Auch die Auswahl der Verfahren ist nicht besonders glücklich. Anstatt Ärzte und Juristen hätten sich auch andere Täter angeboten, denn Fritz Bauer forschte auch die Rolle leitender Angehörige des SS-Ahnenerbes (siehe Frankfurt (GStA) Js 8/66 = 4 Ks 1/70) oder des Auswärtigen Amtes (siehe Frankfurt (GStA) Js 8/58 = Ks 2/67) aus, die ebenfalls unter den Elitenbegriff der Autorin fallen würden.

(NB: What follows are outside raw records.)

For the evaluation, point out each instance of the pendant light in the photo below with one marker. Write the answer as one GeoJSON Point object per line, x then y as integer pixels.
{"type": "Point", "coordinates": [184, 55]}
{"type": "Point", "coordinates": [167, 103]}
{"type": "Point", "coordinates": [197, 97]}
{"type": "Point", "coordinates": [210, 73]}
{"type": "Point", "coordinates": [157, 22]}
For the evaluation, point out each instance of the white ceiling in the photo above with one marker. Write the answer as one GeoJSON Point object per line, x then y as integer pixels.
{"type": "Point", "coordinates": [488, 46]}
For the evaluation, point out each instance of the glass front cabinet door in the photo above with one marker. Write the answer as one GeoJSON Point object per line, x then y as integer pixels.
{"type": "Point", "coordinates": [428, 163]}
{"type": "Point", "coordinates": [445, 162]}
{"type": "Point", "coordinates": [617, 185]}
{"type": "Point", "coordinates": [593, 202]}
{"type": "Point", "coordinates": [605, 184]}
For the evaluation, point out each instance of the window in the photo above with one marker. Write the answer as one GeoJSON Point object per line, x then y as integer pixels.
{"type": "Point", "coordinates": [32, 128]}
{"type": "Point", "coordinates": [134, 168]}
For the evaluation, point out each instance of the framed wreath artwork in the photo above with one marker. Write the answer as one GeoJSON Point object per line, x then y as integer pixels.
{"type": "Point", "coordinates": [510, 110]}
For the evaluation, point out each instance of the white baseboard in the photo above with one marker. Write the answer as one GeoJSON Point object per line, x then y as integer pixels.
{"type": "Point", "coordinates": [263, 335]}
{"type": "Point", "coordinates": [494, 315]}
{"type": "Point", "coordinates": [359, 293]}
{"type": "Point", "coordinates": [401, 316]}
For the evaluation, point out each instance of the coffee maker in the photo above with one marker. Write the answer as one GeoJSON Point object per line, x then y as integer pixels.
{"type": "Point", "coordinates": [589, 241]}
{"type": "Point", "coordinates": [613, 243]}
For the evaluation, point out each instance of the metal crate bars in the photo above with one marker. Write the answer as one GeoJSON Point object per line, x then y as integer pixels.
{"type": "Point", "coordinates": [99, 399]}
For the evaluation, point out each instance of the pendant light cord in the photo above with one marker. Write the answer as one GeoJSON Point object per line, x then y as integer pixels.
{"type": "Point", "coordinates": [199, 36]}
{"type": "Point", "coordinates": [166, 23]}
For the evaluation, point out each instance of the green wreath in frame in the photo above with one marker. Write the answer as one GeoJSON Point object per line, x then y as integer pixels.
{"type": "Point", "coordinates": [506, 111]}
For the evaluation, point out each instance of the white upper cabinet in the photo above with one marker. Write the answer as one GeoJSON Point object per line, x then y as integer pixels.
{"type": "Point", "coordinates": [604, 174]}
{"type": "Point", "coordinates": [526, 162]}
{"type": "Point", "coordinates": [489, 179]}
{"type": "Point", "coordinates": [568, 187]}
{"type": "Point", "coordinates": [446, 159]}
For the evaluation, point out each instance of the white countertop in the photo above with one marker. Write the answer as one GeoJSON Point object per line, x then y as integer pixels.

Und wenn es schon Juristen sein sollten, so hätten zahlreiche andere Verfahren untersucht werden können. Neben dem bekannten Schlegelberger-Verfahren leitete Bauer zahlreiche weitere Ermittlungen gegen Juristen ein, darunter eines gegen einen bekannten Frankfurter Strafverteidiger, der in zahlreichen Prozessen zu nationalsozialistischen Gewaltverbrechen Angeklagte vertreten hatte und seinerseits während des 'Dritten Reiches' als Angehöriger der Staatsanwaltschaft beim Sondergericht Bromberg an Todesurteilen gemäß Polenstrafrechtsverordnung beteiligt war (siehe Frankfurt (GStA) Js 135/60). Ein anderes von Bauer initiiertes Verfahren richtete sich sogar gegen den Oberstaatsanwalt und Leiter der Staatsanwaltschaft Limburg, der als Kriegsgerichtsrat und Zugführer einer Kompanie des Infanterie-Regiments 119 die Erschießung zweier russischer Jugendlicher westlich Orel im November 1941 befohlen haben soll (siehe Frankfurt (GStA) Js 17/65). Weitere Untersuchungen der Generalstaatsanwaltschaft betrafen frühere Angehörige des Volksgerichtshofs (Js 18/60), des Sondergerichts Breslau (Js 2/60), des Sondergerichts Brünn (Js 6/61), des Sondergerichts Zichenau (Js 9/59), des Sondergerichts Frankfurt (Js 97/60) und des Landgerichts Frankfurt (Js 59/60). Wenig später stellte Bauer die Nachforschungen allerdings sämtlich ein; er handelte damit nicht anders als seine Kollegen in anderen Generalstaatsanwaltschaften, die zum gleichen Zeitpunkt die laufenden Ermittlungen gegen NS-Juristen ohne Anklageerhebung beendeten. Ein Beweis für die "Krähenjustiz" (Hubert Rottleuthner) oder ein Zeichen für den Pragmatismus Bauers, der wusste, dass er innerhalb des Rahmens des Strafgesetzbuchs keine Verurteilung wegen Rechtsbeugung erreichen konnte? Hier hätte die Autorin reiches Studienmaterial gefunden, allerdings dabei die ausgetretenen Pfade verlassen müssen.
Ein Anliegen der Arbeit ist es, "die Debatten um den Widerstand in einer biografischen Perspektive [zu] untersuch[en]" (26). Hier noch eine Überlegung zum Schluss: Es scheint mir nicht ganz zufällig, dass so viele bedeutende Vertreter des deutschen Widerstandes - ganz unterschiedlicher Prägung - aus Schwaben stammten: Georg Elser, die Geschwister Scholl oder Claus Graf Schenk von Stauffenberg. Sie alle haben mit ihrem Leben bezahlt, was Fritz Bauer für ein fundamentales Menschenrecht hielt: den Widerstand jedes einzelnen Bürgers gegen einen diktatorischen Staat. Es ist daher vielleicht nicht ganz belanglos, dass der Widerstand für den gebürtigen Stuttgarter Fritz Bauer eine so wichtige Rolle in seinem Lebenswerk gespielt hat.